Much of the OP's confusion stemmed from the assumptions that were implicit in the literature or missed by the OP. So,

First of all, a little history:

  1. The term 'free distance' was first proposed by Costello in 1969. It was indeed defined as the minimum distance between 2 distinct codewords of a convolutional code. See also Costello 1974. (Let's call this Def-1.) However, the codewords were allowed to have infinite length here.

  2. Viterbi in 1971 subsequently made use of "minimum free distance" in bounding the "first-event" error probability of ML decoding. Here a first-event error was defined as the event that a path deviated from the zero state and returned to it for the first time. And the minimum free distance is simply the minimum weight of such paths. (Let's call this Def-2.) The codewords there appeared to be of finite length, although not very explicitly & evidently stated. (Correct me if I'm wrong.)

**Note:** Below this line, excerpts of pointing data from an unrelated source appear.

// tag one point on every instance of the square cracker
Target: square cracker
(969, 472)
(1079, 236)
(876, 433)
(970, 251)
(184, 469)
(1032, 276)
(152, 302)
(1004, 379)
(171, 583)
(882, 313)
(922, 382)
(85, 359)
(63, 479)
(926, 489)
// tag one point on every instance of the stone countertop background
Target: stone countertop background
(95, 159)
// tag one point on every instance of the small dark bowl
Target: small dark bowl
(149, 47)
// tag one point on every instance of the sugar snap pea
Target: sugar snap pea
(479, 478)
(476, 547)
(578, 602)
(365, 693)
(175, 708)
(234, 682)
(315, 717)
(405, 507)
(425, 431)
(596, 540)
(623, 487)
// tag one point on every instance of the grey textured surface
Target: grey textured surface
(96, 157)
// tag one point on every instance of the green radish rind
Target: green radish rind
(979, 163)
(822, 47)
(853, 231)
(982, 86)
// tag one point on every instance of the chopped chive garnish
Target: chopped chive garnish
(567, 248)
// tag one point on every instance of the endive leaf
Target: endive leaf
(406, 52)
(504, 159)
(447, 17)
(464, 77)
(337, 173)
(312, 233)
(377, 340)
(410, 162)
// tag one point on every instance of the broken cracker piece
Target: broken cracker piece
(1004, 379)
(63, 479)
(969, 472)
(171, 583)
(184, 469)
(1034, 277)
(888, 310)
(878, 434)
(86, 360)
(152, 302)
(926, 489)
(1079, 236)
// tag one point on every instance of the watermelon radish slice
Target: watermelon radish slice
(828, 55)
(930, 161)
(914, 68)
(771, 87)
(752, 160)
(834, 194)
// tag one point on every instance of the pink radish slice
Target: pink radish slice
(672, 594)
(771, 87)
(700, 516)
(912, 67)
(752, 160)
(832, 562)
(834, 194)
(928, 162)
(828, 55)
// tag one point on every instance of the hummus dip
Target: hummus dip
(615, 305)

Now, back to the question: is Def-1 equivalent to Def-2? The answer is yes for most practical purposes, but no in general. To see this,

  1. Consider conv codes of infinite codeword length first. Def-1 $\equiv$ Def-2 for the so-called "non-catastrophic" codes. But this may not be true when the code is catastrophic. (The latter is probably of little practical value.)

  2. Most (if not all) practical conv. codes are of course of finite length. For these codes to be practical, they're generally properly terminated (so the trailing bits are well protected) and of considerable codeword length. For example, for zero-tailed codes as considered in Viterbi in 1971, it's not hard to see that Def-1 $\equiv$ Def-2. It also holds for tail-biting codes, c.f. Ma & Wolf 1986. This is, however, not true in general, and simple counter-examples can be found in Part 2, and Part 3, though none of them is of much practical significance.

Note: It's laborious to trace the literature. In case I erred somewhere above, corrections will be much appreciated.